「自分が今後野球をやる上でずっとやっていきたいことなので、そこは変わらないです」
どこまでも通る声がグラウンドには常に飛び交っていた。栗原が大事にするのは“声”を出し続けること。チームを鼓舞する姿勢を貫きたいと話す。小久保裕紀監督は「声を出すのはある意味、ホークスの伝統でもある。それも王イズムですから。評価に値するということは伝えました」と選手に考えをぶつけている。
「自分がまず声を出すことが一番なので。僕から後輩に言うことはないです」
若手選手は率先して声を出し、首脳陣にアピールしていかなければならない。だが、中堅やベテラン選手が大きな声を出すことは、レギュラーを渡さないという意思表示でもある。“自分の城”を守るための行動の1つが声を出すということだ。

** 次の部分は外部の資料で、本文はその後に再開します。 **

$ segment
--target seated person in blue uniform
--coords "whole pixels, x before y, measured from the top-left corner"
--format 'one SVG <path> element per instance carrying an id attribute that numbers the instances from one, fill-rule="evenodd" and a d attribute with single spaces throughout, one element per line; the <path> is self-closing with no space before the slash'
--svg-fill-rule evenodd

3割30本という目標を小久保監督から提示されている中で、アーリーワークなどにも積極的に参加し、日々打ち込む姿を見せた。それでも、「例年に比べたら少ないと思います。もっともっと結果を残すためには、これから上げていかないといけないかなと思います」と、現状に満足することなく、更なる高みを目指す。
やりたいことはいくらやっても足りないという向上心。自身の調子や成績に影響されることはなく、グラウンドでは誰よりも声を出す。春季キャンプでは多くの首脳陣から声を出すことの重要性と、それがアピールに繋がるという発言が多く聞かれたが、「声で目立つことは大事です。それはずっと続けます」。栗原にとっては至極当然のことだ。見習わなければならないのはそんな姿なのではないだろうか。選手たちが福岡へと戻ったあとのアイビースタジアムの静けさからは、寂しさを感じた。